PESCARA – Per ora resta in carcere Emanuele Cipressi, il 24enne di Chieti che lo scorso 9 ottobre, nel tardo pomeriggio è stato sottoposto a fermo con l’accusa dell’omicidio di Fausto Di Marco, colpendolo al collo con un coccio di vetro davanti ad un circolo privato di Chieti Scalo.
Nell’interrogatorio di garanzia Cipressi si è avvalso della facoltà di non rispondere. Il GIP Luca De Ninis non ha convalidato il fermo, ritenendo che mancasse il presupposto del pericolo di fuga, ma su richiesta dal pm Giancarlo Ciani, titolare dell’inchiesta, ha emesso ordinanza di custodia cautelare in carcere.

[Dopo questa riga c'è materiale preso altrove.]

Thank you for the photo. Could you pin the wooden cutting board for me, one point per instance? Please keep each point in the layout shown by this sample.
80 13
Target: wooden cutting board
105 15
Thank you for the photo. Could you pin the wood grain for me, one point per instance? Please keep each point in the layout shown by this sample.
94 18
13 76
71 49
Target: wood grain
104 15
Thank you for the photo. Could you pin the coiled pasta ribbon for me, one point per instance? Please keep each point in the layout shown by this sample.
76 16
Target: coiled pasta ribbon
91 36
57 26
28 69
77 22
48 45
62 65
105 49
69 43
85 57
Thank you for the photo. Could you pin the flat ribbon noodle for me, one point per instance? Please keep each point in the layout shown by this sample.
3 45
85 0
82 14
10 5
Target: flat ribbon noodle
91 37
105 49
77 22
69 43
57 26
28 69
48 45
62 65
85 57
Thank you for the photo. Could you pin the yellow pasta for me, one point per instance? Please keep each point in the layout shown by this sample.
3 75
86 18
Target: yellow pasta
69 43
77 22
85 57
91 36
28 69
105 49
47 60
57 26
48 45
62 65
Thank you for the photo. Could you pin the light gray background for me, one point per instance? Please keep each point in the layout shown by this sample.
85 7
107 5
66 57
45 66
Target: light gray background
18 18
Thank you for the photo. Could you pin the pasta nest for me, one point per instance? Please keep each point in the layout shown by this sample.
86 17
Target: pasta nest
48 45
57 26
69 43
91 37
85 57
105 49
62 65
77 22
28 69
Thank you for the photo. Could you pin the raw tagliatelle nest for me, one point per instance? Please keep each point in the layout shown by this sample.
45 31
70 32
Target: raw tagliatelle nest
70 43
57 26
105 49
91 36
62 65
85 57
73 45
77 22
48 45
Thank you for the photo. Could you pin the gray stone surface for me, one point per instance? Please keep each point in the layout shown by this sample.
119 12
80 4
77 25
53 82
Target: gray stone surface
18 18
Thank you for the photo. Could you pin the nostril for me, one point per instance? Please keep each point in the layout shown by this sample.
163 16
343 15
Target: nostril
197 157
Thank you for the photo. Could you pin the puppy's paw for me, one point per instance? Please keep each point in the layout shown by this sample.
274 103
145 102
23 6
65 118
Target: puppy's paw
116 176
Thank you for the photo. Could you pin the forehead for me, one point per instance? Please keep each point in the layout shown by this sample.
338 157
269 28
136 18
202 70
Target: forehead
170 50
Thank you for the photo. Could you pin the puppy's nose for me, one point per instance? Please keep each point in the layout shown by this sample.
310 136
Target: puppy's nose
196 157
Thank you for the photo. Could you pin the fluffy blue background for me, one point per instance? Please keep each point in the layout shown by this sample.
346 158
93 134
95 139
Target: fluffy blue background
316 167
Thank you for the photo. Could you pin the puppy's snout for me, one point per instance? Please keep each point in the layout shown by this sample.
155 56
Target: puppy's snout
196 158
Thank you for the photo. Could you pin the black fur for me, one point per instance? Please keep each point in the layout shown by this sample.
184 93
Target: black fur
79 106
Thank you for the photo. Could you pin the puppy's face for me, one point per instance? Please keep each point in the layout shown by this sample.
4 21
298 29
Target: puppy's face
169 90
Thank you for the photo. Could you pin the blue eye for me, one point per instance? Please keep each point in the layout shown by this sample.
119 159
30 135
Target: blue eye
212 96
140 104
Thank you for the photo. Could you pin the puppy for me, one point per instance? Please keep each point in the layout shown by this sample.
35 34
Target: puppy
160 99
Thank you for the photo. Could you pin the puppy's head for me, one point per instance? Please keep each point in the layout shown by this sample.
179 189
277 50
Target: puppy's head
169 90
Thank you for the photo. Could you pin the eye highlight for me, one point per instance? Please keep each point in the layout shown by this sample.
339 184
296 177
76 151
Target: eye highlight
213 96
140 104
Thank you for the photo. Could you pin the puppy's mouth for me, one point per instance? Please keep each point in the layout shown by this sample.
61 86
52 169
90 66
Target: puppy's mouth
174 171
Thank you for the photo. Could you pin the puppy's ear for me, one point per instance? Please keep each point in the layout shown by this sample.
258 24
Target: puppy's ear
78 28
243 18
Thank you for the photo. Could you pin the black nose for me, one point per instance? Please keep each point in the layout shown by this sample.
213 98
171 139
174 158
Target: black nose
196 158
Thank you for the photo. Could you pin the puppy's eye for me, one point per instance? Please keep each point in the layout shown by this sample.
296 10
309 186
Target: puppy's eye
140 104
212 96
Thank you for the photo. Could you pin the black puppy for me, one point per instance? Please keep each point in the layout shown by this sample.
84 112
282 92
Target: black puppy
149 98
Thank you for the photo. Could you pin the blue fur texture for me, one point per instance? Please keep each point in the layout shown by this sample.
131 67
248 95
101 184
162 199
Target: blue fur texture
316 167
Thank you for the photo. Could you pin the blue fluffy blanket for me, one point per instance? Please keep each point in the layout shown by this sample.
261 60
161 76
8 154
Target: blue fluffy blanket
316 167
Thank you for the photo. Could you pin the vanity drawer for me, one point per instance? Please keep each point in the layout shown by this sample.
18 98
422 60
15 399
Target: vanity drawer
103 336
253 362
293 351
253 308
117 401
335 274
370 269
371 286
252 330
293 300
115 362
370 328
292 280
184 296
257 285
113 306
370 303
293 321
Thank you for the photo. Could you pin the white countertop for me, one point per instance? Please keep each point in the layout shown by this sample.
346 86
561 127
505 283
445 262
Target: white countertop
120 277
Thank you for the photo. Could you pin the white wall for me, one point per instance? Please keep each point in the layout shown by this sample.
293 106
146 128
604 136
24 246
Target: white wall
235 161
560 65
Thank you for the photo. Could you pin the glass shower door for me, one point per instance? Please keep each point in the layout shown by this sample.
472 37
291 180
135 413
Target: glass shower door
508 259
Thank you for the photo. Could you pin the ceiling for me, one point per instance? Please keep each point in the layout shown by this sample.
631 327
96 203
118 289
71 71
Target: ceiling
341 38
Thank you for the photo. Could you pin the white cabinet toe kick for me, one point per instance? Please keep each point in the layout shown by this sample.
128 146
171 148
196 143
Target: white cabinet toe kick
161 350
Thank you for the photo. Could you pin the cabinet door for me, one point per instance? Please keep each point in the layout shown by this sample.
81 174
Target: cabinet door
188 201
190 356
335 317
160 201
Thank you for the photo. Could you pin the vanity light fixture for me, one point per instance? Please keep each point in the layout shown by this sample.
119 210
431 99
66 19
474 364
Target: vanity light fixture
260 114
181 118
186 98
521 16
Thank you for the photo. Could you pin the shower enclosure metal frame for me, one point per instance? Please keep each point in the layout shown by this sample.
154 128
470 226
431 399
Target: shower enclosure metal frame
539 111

Un tragico omicizio nato, sembra, da un futile motivo: secondo quando emerso dalle testimonianze raccolte e riportate nell’ordinanza, uno degli avventori del locale aveva offerto una patatina al cane della ragazza, suscitando la reazione di quest’ultima la quale, preoccupata per la salute dell’animale, aveva finito con il rimproverare anche il cane.

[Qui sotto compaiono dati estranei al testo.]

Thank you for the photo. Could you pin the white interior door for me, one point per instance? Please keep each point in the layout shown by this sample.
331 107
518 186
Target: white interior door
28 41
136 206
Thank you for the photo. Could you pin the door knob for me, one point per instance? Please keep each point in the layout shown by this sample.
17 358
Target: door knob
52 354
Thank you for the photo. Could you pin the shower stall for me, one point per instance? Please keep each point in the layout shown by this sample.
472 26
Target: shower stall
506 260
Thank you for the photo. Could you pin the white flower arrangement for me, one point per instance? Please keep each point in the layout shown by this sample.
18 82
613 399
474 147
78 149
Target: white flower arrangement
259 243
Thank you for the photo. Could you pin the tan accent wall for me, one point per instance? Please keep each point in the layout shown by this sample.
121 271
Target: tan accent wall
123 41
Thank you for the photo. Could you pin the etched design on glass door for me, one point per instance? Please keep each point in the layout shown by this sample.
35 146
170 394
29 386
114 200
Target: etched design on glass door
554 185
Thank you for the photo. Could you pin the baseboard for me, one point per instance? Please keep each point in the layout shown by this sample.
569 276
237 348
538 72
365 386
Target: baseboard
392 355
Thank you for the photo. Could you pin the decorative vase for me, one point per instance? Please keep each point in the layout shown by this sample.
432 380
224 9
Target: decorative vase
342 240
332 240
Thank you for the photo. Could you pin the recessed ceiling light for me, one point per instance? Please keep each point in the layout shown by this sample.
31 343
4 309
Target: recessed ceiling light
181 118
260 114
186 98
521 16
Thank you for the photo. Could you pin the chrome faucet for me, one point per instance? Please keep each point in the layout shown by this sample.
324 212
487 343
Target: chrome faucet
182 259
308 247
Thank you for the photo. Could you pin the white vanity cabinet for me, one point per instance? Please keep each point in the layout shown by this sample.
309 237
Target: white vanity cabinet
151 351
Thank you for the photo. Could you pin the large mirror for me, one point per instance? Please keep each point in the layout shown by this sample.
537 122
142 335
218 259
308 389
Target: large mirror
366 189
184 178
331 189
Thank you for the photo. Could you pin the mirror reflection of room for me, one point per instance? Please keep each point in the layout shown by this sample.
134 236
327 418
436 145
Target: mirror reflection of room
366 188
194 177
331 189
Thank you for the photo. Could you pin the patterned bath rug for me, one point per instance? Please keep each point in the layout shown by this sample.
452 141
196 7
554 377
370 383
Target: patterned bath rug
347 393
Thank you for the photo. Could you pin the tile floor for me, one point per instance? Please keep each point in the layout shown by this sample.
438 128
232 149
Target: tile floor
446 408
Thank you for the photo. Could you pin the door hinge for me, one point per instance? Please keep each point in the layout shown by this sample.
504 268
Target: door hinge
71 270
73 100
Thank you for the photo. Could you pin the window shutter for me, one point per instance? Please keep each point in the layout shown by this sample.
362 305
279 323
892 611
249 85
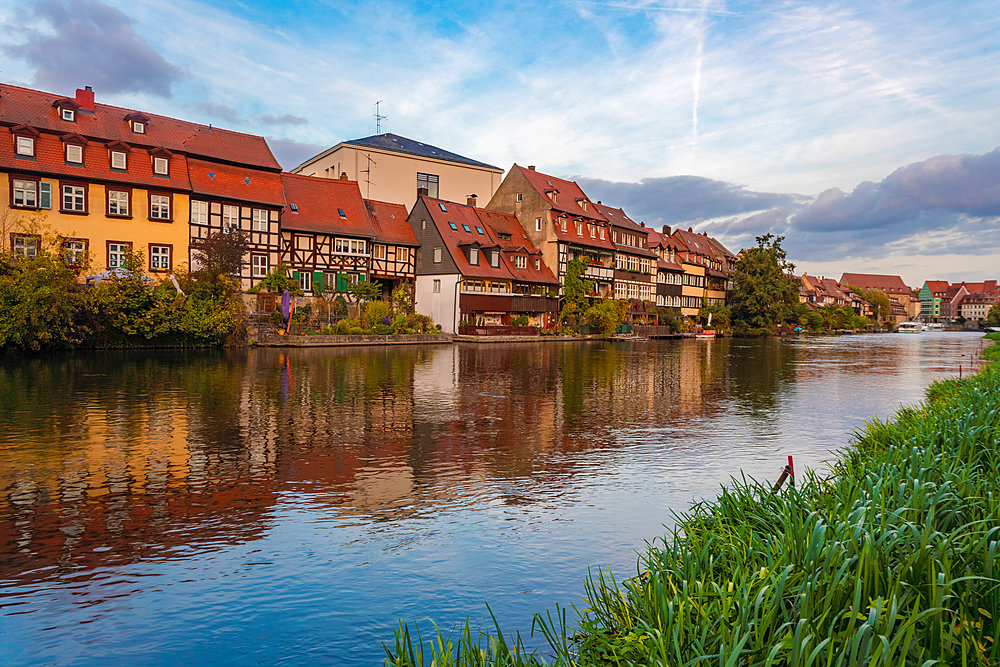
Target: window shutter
45 195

E ciò aveva indotto Di Marco ad intervenire ”forse frustrato per il respingimento delle proprie avances, di certo non sobrio a causa dell’assunzione di alcolici ed avente un’andatura barcollante, a rimproverare a sua volta la donna”. Tale rimprovero – come si legge nell’ordinanza ” ha suscitato una ulteriore reazione della donna che gli si è avventata spingendolo e dicendogli di smetterla”, dandogli, secondo una testimone, del ”finto animalista”, ”subito spalleggiata da Cipressi”. E’ a questo punto che Di Marco, ”vistosi affrontato si voltava, come per tornare indietro verso il circolo Tre Assi, ma improvvisamente tornava di nuovo verso la donna e le lanciava contro un bicchiere contenente birra, bicchiere che finiva sulle gambe e sui piedi di Cipressi”.
Un gesto, questo, che ha fato esplodere la reazione ”inconsulta” di Cipressi il quale, secondo l’accusa, ”dopo averlo affrontato faccia a faccia con atteggiamento di sfida, in rapida successione entrava nel locale, prelevava una bottiglia di birra vuota con la mano destra, usciva di nuovo all’esterno, la infrangeva su un tavolino e sferrava il fendente mortale”, scena vista da due testimoni ”portando il braccio destro dapprima verso l’alto e poi sul collo della vittima”.
Inoltre dall’ordinanza è emerso che Cipressi ha conservato nell’abitazione e permesso di sequestrare i pantaloni che indossava al momento del fatto, macchiati del sangue della vittima, senza neppure provare a lavarli. Quanto all’arma del delitto, circostanza che il giudice definisce ”rimarchevole”, è che fra i pochi frammenti di vetro sequestrati sul posto dalla Squadra Mobile, ”non si ravvisano o né la parte della bottiglia infranta utilizzata come arma, quella con il collo, né gran parte della parte rimanente”.